Surely they should be Welsh.
But seriously, ever since Baldur's Gate, Hevery blohdie Dwarrrfh has tha saaame axe-cent!
So why the trope? Surely, UK game players would know.
....the way Tolkien wrote his dialogue shaped readers’ perceptions of accents. For instance, a scene in The Hobbit in which villainous trolls use words like “blimey” forever linked orc and troll-like bruisers with Cockney accents. To be fair, however, not all of these linguistic stereotypes came from Tolkien himself. He actually took inspiration from Finnish and Welsh for Elvish and drew from Semitic languages for Dwarvish (think names like Khazad-dûm). It was only in subsequent radio and film adaptations of Tolkien’s work that we began to hear the Scottish and English accents that sound so familiar today.

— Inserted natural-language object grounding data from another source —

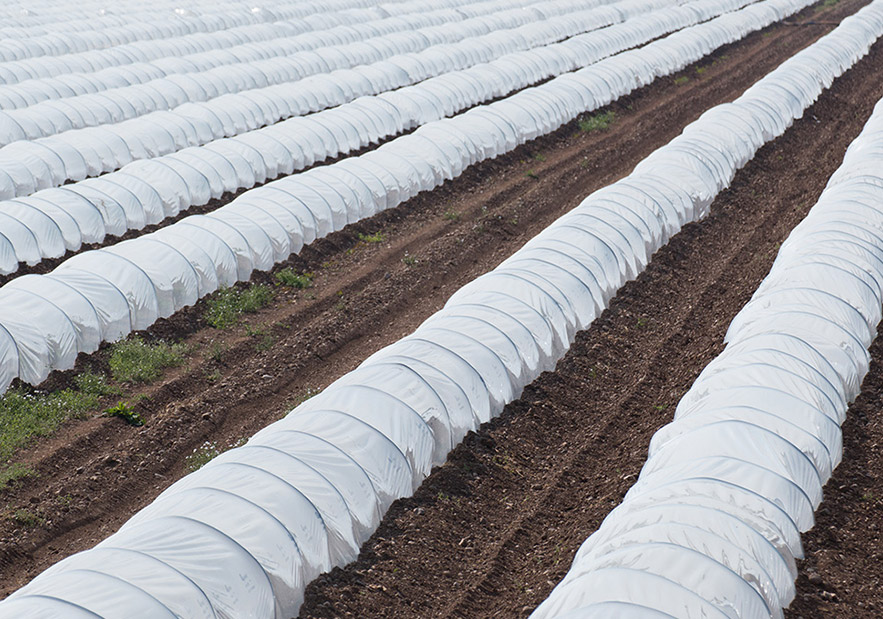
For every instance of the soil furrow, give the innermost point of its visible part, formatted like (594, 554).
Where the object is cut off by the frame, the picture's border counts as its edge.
(491, 532)
(94, 473)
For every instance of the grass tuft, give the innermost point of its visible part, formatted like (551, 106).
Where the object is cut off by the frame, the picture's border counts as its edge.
(597, 122)
(126, 413)
(25, 415)
(135, 361)
(228, 304)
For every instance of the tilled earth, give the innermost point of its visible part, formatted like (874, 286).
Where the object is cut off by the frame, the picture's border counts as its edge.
(491, 532)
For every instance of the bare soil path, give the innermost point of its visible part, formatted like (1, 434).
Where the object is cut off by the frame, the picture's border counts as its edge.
(490, 532)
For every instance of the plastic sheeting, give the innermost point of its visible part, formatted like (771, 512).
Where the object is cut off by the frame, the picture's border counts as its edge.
(734, 479)
(305, 492)
(199, 114)
(37, 108)
(266, 225)
(194, 176)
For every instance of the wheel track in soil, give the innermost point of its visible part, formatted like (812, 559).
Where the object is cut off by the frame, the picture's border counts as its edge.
(111, 473)
(506, 584)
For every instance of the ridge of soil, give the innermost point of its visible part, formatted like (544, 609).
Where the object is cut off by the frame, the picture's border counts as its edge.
(490, 533)
(95, 473)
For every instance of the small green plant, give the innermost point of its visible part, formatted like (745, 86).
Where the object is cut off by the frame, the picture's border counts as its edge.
(25, 414)
(287, 277)
(201, 456)
(371, 238)
(15, 472)
(598, 122)
(135, 361)
(126, 413)
(227, 305)
(26, 518)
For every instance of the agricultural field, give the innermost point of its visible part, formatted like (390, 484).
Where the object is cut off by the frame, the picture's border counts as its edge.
(508, 308)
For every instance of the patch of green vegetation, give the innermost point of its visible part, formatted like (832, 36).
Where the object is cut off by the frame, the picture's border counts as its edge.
(287, 277)
(598, 122)
(27, 518)
(14, 472)
(135, 361)
(371, 238)
(227, 305)
(25, 414)
(91, 383)
(126, 413)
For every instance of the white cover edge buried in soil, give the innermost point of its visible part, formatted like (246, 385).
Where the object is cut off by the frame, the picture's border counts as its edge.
(712, 526)
(243, 535)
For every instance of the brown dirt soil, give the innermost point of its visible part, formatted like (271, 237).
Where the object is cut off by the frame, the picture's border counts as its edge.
(493, 530)
(490, 532)
(841, 576)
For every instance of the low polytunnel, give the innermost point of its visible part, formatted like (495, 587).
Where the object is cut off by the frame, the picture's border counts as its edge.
(268, 224)
(734, 479)
(343, 456)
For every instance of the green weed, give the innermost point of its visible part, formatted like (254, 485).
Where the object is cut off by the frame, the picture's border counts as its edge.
(26, 414)
(227, 305)
(134, 360)
(597, 122)
(126, 413)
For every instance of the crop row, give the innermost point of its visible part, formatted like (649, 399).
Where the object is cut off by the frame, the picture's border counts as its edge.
(305, 492)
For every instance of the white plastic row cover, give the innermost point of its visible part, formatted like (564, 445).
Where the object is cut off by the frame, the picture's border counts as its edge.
(119, 35)
(249, 529)
(53, 221)
(140, 25)
(68, 76)
(111, 96)
(102, 295)
(712, 526)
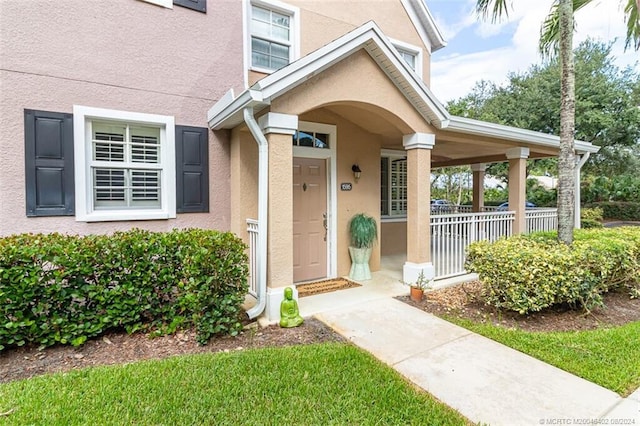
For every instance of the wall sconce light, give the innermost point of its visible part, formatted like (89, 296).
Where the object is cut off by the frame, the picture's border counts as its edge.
(356, 172)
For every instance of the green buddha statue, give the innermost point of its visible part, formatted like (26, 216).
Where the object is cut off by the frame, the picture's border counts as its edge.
(289, 312)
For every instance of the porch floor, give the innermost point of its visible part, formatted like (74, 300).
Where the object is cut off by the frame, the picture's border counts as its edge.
(385, 283)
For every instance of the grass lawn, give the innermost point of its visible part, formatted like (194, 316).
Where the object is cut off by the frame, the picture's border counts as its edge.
(609, 357)
(307, 385)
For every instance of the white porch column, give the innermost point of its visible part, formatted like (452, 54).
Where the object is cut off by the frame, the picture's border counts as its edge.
(478, 186)
(278, 129)
(518, 186)
(418, 146)
(580, 160)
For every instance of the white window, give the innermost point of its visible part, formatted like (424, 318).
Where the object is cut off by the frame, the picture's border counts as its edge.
(393, 187)
(124, 165)
(164, 3)
(273, 36)
(411, 54)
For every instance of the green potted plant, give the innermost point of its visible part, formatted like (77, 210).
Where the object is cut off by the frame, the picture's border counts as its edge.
(416, 289)
(363, 231)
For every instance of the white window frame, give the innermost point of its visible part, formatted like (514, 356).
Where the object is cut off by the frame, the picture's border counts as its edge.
(294, 31)
(411, 49)
(392, 155)
(164, 3)
(83, 116)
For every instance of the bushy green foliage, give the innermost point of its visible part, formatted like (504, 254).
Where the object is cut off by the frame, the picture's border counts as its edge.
(528, 273)
(64, 289)
(619, 210)
(591, 217)
(363, 230)
(615, 188)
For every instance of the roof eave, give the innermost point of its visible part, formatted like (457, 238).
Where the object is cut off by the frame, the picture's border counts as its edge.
(425, 24)
(227, 112)
(484, 128)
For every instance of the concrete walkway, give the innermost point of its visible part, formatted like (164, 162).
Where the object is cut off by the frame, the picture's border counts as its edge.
(485, 381)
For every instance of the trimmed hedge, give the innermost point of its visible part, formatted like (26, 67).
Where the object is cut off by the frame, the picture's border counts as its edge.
(591, 218)
(619, 210)
(64, 289)
(528, 273)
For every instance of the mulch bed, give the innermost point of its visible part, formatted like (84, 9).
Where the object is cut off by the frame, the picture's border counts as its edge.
(325, 286)
(465, 301)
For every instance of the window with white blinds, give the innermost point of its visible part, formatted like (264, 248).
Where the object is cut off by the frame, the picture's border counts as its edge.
(270, 38)
(126, 167)
(393, 188)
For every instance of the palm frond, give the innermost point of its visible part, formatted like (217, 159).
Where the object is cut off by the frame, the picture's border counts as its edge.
(632, 18)
(550, 29)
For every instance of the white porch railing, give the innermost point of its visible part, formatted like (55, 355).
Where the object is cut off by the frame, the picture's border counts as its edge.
(252, 229)
(542, 219)
(452, 234)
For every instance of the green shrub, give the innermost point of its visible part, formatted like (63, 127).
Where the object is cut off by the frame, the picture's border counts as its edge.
(528, 273)
(619, 210)
(591, 218)
(64, 289)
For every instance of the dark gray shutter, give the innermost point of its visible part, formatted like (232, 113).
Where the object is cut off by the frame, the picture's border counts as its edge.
(192, 169)
(199, 5)
(49, 163)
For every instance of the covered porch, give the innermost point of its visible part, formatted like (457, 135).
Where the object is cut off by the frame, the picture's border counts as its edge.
(296, 137)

Because all scotts are dwarves surely.
Aren't they?
Because all scotts are dwarves surely.
Aren't they?
No one can understand Welsh. Even other Welsh can't understand each other. They just talk gibberish back and forth and hope with enough hand and face gestures the point will get across.
Have you tried playing Lucas Arts game "Armed and Dangerous"? The grunts are from Scotland, while the officers are from Germany. Very silly, and very funny.
Dwarves are terrifying, especially when armed with axes. Just because a dwarf is short is not an issue (although, if you are a Diskworld dwarf called Carrot Ironfoundersson, you are over 6' tall and about as broad across the shoulders!); everybody gets shorter when an axe armed dwarf goes to work!
But seriously, ever since Baldur's Gate, Hevery blohdie Dwarrrfh has tha saaame axe-cent!
So why the trope? Surely, UK game players would know.